BESANCON
Fermé pour travaux pendant quatre ans, le Musée des beaux-arts et d’archéologie a rouvert. L’ancienne halle aux blés a été décloisonnée afin de restituer l’esprit de la rénovation des années 1970 et mettre en valeur les collections d’art ancien et moderne.
Besançon. Des hashtags« iambaack » tapissent la ville de Besançon sur fond de corps tatoués : la campagne de communication du Musée des beaux-arts et d’archéologie de Besançon (MBAA) se veut espiègle et provocante, envahissant l’espace urbain de la cité bisontine avec des codes destinés à un public de jeunes adultes. Depuis le 16 novembre, le MBAA a rouvert ses portes après quatre ans de fermeture et trois ans de travaux sous la houlette de l’architecte Adelfo Scaranello (lire JdA n° 501).
Cette campagne #iambaack (jeu de mot entre la traduction de « je suis de retour » et l’acronyme du Musée MBAA), au-delà d’une simple campagne marketing, illustre le travail du musée pour « alléger l’effet de seuil » dès sa réouverture, et en faire « un musée pour tous », selon les mots de son directeur Nicolas Surlapierre.
Avec sa façade classique et ordonnée, témoignage de la puissance de Besançon au XIXe siècle, l’ancienne halle aux blés ne laisse pas deviner le cube labyrinthique en béton brut qu’elle abrite en son sein. Œuvre de Louis Miquel, élève de Le Corbusier, cette rénovation datée de 1970 confère au musée son caractère singulier.
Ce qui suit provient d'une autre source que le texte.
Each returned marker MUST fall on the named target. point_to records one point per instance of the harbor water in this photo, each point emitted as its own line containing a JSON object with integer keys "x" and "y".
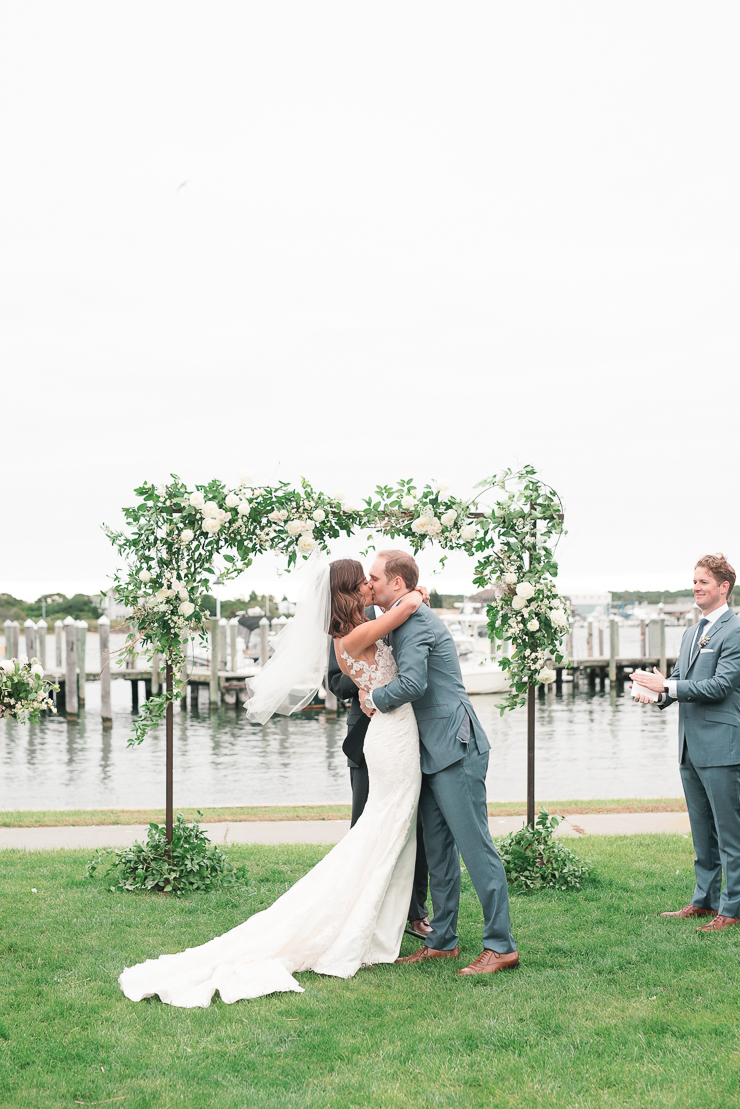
{"x": 589, "y": 744}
Pour inviter le passant à pénétrer dans le bâtiment, l’architecte Adelfo Scaranello, natif de Besançon, a choisi de décaisser les niveaux du rez-de-chaussée, d’agrandir les ouvertures, de décloisonner les volumes qui avaient été peuplés de cimaises au fil des aménagements depuis les années 1970. Retrouvant l’espace ouvert voulu par Miquel, le bâtiment redevient une œuvre en soi : l’exposition inaugurale revient d’ailleurs sur l’histoire de l’édifice et les trajectoires de ses trois architectes. Ainsi, dès l’entrée, le regard est happé par la structure en béton brut derrière un comptoir d’accueil en bronze matifié, pratique et sobre.
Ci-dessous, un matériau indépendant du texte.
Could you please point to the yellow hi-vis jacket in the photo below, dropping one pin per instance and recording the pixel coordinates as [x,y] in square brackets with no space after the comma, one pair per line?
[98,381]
La première salle, nommée « Atrium des Donateurs », raconte l’histoire des collections du musée de Besancon avec les portraits des collectionneurs qui les ont enrichies depuis la fin du XVIIe siècle : « Nous ne sommes pas un musée du décret Chaptal », rappelle Yohan Rimaud, conservateur des collections beaux-arts. En 1694, l’Abbé Boisot, héritier de la famille des Granvelle, lègue à la ville sa collection, à condition qu’elle soit montrée au public deux fois par semaine. Cet acte fonde le musée, « cent ans avant la création du Louvre à la Révolution française » rappelle non sans fierté le musée. Suivront, en 1819, la générosité de Pierre-Adrien Pâris, ancien architecte de Louis XVI (183 dessins, 38 peintures, vestiges archéologiques) ; en 1897, le don de 3 000 dessins et 460 tableaux du peintre Jean Gigoux ; et le dépôt, en 1963, de la collection d’Adèle et George Besson (112 peintures, 221 œuvres graphiques). La collection municipale, ainsi constituée, est le reflet des goûts et des passions de collectionneurs, et explique les forces comme les faiblesses du parcours chrono-thématique. Ainsi Jean Gigoux offre au musée cinq Cranach, un ensemble exceptionnel en France. En 2010, le musée a reçu un fonds important des œuvres de Charles Lapique (1898-1988), militant depuis pour la redécouverte de cet artiste complexe et méconnu. On trouve aussi des noyaux de collections d’une grande homogénéité, comme cette section consacrée à Venise au XVIe siècle, portée par L’ivresse de Noé de Bellini, prêtée à la National Gallery de Londres pour l’exposition « Mantegna et Bellini » (lire JdA n° 509) : le musée londonien a prêté en retour une Sainte Famille au berger peinte par un jeune Titien très inspiré par Bellini. La Déploration sur le Christ mort de Bronzino, considérée comme la Joconde du musée bisontin, a reçu un traitement particulier. Présentée dans une alcôve, sur une cimaise cloisonnant l’espace, elle invite à la contemplation au milieu du parcours.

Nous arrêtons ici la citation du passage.